Departamento de
Traducción e Interpretación


Tema:   Automática.
Autor:   Yahyaei, Mohammad Sirvan
Año:   2012
Título:   Reordering in statistical machine translation
Lugar:   London
Editorial/Revista:   Queen Mary University of London
Páginas:   163
Idioma:   Inglés.
Tipo:   Tesis.
Disponibilidad:   Acceso abierto.
Índice:   1. Statistical machine translation; 2. Reordering in statistical machine translation; 3. Decoding by dinamic chunking; 4. Dynamic distortion in a discriminative reordering model; 5. Evaluation of NER on SMT output; 6. Cross-lingual fragment alignment using DFR.
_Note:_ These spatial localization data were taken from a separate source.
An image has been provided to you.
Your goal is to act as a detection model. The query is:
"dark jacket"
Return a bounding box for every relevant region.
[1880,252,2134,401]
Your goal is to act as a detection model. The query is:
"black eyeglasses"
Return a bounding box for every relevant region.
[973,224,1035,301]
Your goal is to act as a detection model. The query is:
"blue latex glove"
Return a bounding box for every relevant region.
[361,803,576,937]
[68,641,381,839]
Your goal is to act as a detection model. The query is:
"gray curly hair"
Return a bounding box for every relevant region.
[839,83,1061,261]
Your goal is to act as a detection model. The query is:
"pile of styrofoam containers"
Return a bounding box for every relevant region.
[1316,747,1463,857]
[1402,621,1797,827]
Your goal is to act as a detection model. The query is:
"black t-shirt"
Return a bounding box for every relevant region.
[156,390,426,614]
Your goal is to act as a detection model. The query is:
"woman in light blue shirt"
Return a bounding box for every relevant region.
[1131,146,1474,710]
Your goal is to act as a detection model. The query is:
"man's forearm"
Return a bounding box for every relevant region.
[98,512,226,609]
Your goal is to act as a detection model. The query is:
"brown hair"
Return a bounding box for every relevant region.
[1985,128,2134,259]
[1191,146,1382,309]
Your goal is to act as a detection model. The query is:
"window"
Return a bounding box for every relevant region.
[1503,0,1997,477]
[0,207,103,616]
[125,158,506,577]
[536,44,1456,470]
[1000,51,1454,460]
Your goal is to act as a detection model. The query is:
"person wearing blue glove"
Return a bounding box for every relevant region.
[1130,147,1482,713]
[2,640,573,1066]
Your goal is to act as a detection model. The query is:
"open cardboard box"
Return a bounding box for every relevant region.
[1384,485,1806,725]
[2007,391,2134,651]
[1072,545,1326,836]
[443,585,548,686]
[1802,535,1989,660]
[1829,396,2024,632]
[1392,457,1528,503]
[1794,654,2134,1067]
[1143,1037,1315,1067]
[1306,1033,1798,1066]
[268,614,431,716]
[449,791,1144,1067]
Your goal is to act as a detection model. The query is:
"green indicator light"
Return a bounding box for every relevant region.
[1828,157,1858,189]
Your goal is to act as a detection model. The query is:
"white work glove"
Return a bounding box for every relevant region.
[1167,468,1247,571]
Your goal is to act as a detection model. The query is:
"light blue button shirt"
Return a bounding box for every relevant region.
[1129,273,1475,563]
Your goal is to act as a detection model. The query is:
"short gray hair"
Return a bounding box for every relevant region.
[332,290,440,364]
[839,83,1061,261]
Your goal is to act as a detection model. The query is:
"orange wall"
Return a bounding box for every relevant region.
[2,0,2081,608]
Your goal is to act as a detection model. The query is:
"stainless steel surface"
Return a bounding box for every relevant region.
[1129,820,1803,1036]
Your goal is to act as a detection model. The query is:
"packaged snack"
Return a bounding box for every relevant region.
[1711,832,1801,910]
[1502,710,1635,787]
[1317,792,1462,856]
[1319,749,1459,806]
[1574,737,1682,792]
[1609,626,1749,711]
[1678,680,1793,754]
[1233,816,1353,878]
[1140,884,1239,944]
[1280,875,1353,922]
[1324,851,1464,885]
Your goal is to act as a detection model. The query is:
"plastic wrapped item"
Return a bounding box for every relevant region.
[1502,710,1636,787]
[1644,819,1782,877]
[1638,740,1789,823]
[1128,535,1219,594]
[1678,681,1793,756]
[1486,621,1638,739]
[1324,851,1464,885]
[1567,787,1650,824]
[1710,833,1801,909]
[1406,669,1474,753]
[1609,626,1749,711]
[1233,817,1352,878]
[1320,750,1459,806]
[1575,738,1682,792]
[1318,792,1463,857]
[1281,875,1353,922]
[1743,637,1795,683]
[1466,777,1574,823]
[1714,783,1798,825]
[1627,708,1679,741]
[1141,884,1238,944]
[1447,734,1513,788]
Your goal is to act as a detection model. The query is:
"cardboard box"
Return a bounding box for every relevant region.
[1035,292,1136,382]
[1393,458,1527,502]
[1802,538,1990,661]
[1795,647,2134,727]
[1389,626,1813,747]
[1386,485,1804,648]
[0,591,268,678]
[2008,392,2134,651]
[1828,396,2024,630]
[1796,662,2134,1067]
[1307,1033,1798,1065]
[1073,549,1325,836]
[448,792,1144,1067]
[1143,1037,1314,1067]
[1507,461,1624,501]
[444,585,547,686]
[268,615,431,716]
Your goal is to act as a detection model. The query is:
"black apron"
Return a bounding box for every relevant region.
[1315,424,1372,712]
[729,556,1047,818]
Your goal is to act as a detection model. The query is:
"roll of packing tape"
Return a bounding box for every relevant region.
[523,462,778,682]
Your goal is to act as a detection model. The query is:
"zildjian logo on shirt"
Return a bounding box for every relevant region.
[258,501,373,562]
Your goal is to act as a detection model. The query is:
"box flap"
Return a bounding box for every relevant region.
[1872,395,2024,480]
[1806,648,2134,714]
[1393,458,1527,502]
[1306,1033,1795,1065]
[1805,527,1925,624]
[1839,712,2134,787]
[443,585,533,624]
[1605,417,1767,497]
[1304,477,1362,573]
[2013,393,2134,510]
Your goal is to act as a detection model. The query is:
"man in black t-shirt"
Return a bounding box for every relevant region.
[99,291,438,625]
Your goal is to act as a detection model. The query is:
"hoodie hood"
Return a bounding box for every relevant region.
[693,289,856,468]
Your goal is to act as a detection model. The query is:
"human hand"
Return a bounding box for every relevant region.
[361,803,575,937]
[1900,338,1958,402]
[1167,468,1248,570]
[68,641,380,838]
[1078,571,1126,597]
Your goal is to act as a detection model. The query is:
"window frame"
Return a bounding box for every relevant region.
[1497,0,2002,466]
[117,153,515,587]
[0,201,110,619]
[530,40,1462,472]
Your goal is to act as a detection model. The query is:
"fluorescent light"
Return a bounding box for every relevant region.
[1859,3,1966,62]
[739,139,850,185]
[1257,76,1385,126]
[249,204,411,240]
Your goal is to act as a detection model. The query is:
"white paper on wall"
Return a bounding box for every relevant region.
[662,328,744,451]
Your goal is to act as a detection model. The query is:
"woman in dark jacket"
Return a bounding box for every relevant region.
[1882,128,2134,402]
Resumen:   The main focus of this work is on reordering as one of the major problems in MT and statistical MT, which is the method investigated in this research. The reordering problem in SMT originates from the fact that not all the words in a sentence can be consecutively translated. This means words must be skipped and be translated out of their order in the source sentence to produce a fluent and grammatically correct sentence in the target language. The main reason that reordering is needed is the fundamental word order differences between languages. Therefore, reordering becomes a more dominant issue, the more source and target languages are structurally different. The aim of this thesis is to study the reordering phenomenon by proposing new methods of dealing with reordering in SMT decoders and evaluating the effectiveness of the methods and the importance of reordering in the context of natural language processing tasks. In other words, we propose novel ways of performing the decoding to improve the reordering capabilities of the SMT decoder and in addition we explore the effect of improving the reordering on the quality of specific NLP tasks, namely named entity recognition and cross-lingual text association. Meanwhile, we go beyond reordering in text association and present a method to perform cross-lingual text fragment alignment, based on models of divergence from randomness. The main contribution of this thesis is a novel method named dynamic distortion, which is designed to improve the ability of the phrase-based decoder in performing reordering by adjusting the distortion parameter based on the translation context. The model employs a discriminative reordering model, which is combining several features including lexical and syntactic, to predict the necessary distortion limit for each sentence and each hypothesis expansion. The discriminative reordering model is also integrated into the decoder as an extra feature. The method achieves substantial improvements over the baseline without increase in the decoding time by avoiding reordering in unnecessary positions. [Source: Author]